“Well, it was all chance,” he said to himself. “The first shot was an awful miss. Good job for us there was so much to shoot at. I could hardly miss hitting that time. What a bit of luck, though. A big bit of luck, for we wanted the fresh meat very badly.”
After scanning the goodly proportions of the animal for some time, it struck the boy that he had not reloaded his rifled gun, and this he proceeded to do, opening the breech, taking out the empty brass cartridges, carefully saving them for refilling, and then putting his hand to the canvas pouch in which the cartridges were packed.
His hand stopped there, and, hot as he was, he felt a shiver pass through him.
There was not a single cartridge left.
Dyke stood there, half-stunned.
Had he forgotten them? No, he had felt them since he started; but where they were now, who could say? All he could think was that they must have been jerked out during the violent exertion of the ride.
How his heart leaped. They were in the leather pouch, which he had slung from his shoulder by a strap, and the excitement had made him forget this. “What a good—”
That pouch was gone. The buckle of the strap had come unfastened, and it was lost, and there was he out in the middle of that plain, with the carcass of the antelope to act as a bait to attract lions or other fierce brutes, and he was without any means of defence but his knife and his faithful dog.

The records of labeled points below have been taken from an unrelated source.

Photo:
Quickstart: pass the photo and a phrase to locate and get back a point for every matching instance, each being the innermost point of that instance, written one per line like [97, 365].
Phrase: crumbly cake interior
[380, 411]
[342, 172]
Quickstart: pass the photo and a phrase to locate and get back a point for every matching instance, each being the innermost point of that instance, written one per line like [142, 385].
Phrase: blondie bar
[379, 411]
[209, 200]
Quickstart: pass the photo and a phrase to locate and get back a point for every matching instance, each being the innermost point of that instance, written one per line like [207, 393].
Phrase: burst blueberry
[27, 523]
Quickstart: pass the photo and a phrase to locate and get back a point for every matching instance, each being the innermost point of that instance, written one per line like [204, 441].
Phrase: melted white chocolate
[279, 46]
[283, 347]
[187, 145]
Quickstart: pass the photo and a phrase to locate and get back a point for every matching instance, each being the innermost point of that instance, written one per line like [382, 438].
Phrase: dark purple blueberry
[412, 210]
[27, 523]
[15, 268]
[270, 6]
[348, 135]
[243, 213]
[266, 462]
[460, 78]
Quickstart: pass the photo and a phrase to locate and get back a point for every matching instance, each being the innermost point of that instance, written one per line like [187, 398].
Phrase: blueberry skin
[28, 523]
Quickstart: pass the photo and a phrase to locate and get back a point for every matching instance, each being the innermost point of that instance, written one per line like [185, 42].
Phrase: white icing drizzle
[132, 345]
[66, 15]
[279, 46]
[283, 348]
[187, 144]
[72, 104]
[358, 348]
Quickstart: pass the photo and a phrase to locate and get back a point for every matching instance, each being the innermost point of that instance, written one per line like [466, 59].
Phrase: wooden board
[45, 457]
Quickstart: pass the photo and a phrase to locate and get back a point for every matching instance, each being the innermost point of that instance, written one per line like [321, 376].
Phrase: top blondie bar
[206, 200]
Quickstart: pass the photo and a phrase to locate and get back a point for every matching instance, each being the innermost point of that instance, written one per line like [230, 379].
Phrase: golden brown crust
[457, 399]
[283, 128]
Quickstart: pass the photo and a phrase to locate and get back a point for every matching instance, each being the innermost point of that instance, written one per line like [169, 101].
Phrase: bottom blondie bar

The knife was sharp, so were Duke’s teeth, but—
Dyke turned cold at the thought of his position, and involuntarily began to sweep the plain for signs of danger, knowing, as he did full well, that beasts of prey always hang about the herds of wild creatures in their migrations from feeding ground to feeding ground; the lions to treat the strong as their larder when on their way to water; the hyaenas and jackals to pick up the infirm and tender young. Then the boy’s eyes were directed to the distant figure of his brother, and his first thought was to shout to him and ask for ammunition.